The major reforms to the UK political system are expected to be formally announced in the Autumn although Number 10 has not yet officially commented on the proposals.  The coalition government set up an independent commission last year to look at the issue of imbalance within the UK parliament.

With just over a year before the referendum on Scottish independence, SNP Constitutional Affairs Spokesman Pete Wishart MP said the West Lothian question was impossible to solve under the current political set up.

“The West Lothian Question will not be resolved by fiddling with procedures in the antiquated old system at Westminster,” said Mr Wishart.  “There will always be anomalies under the current set up.  There is one clear answer to the West Lothian question – independence for Scotland.

“Governments at Westminster and Holyrood should make all their own decisions, working together in a modern partnership of equals.”

Wishart went on to criticise MPs from the three major parties for using votes which did not affect their constituents for the sake of party politics.  Infamously in 2004, Tony Blair’s Labour was heavily criticised for using the votes of the party’s Scottish MPs to push through tuition fees in England despite the fact they wouldn’t apply in Scotland.

“In the meantime, our MPs at Westminster address the West Lothian question by applying a self-denying ordinance.  We only vote on issues which impact on Scotland,” he continued.
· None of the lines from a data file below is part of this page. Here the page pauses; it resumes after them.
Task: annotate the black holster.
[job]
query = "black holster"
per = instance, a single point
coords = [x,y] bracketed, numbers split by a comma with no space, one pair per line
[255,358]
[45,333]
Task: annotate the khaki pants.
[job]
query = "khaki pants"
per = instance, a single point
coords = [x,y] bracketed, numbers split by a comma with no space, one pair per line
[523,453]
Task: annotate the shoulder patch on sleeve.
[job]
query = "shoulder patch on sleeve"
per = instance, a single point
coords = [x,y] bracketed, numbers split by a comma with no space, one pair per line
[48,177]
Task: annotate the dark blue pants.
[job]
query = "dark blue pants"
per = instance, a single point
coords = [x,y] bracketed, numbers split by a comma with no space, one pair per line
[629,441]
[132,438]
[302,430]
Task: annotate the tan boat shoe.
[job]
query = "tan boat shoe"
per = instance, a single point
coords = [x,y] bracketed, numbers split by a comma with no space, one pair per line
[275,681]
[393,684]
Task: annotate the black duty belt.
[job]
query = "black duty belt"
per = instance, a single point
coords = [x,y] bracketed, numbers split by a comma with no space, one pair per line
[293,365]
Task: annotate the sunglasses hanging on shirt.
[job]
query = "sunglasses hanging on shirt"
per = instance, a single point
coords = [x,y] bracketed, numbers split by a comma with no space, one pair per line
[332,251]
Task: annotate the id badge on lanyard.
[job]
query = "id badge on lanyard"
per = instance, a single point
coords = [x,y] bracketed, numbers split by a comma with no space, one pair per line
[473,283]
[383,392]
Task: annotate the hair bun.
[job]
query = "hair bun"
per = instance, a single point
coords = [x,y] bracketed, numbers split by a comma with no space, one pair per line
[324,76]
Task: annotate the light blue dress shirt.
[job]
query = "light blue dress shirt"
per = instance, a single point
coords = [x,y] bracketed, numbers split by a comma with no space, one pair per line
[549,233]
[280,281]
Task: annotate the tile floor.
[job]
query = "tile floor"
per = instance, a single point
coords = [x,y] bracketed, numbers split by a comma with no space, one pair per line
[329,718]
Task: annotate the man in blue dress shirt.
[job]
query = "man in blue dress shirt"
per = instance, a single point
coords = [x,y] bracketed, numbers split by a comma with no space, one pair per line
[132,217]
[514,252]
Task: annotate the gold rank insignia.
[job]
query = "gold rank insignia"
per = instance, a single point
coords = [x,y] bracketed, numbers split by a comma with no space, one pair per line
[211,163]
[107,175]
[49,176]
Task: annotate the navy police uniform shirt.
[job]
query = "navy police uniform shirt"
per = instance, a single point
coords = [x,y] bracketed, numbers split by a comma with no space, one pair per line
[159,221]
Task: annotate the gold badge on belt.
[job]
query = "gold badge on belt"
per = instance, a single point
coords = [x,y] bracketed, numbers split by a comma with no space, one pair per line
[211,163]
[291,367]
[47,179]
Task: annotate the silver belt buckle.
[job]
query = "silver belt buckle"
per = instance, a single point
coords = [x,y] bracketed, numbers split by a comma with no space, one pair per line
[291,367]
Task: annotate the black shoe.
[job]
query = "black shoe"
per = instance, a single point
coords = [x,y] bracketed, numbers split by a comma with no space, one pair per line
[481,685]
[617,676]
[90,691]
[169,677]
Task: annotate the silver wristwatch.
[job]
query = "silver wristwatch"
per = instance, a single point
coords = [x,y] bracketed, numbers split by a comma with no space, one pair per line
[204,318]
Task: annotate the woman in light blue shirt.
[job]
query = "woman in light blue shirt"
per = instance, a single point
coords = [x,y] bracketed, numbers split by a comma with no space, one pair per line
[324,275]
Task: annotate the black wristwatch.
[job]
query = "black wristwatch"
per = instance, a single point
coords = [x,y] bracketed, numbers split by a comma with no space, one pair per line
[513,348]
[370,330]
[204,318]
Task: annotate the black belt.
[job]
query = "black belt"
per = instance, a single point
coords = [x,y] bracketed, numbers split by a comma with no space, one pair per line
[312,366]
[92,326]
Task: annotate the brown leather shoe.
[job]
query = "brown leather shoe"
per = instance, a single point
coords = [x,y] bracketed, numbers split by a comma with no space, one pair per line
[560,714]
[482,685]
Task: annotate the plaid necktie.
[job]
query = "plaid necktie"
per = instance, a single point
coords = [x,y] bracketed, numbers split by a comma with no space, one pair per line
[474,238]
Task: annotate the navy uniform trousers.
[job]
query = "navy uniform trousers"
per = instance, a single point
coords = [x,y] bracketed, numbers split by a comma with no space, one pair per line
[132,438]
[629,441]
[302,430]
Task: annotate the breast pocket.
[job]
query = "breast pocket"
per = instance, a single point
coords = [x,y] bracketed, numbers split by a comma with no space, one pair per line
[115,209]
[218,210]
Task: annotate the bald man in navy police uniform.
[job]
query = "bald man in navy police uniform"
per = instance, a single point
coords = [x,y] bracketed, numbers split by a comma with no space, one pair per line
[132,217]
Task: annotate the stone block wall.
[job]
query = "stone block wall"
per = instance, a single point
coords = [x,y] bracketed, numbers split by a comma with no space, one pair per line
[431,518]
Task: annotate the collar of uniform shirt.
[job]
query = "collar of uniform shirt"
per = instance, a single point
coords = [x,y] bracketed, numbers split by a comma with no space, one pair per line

“This is in stark contrast to Labour, Lib Dems and even the single Scottish Tory who are happy to be used as a lobby fodder time and again, on issues like academy schools and foundation hospitals which don’t affect their own constituents.”

The changes could have serious implications for the Labour party, which counts 67 of its 257 MPs from Scotland and Wales, making it more difficult for the party to pass legislation if in government and requiring more effort to get MPs from other parties on side.

Meanwhile, the plans have raised concerns among some MPs that different tiers of parliament would be created, effectively reducing MPs from outside of England to “second class” MPs.

Labour has described the proposals as a “hare brained scheme” while Plaid Cymru MP Jonathan Edwards said the plans were “half baked” and the “complete confusion” over the voting system could lead to a constitutional crisis.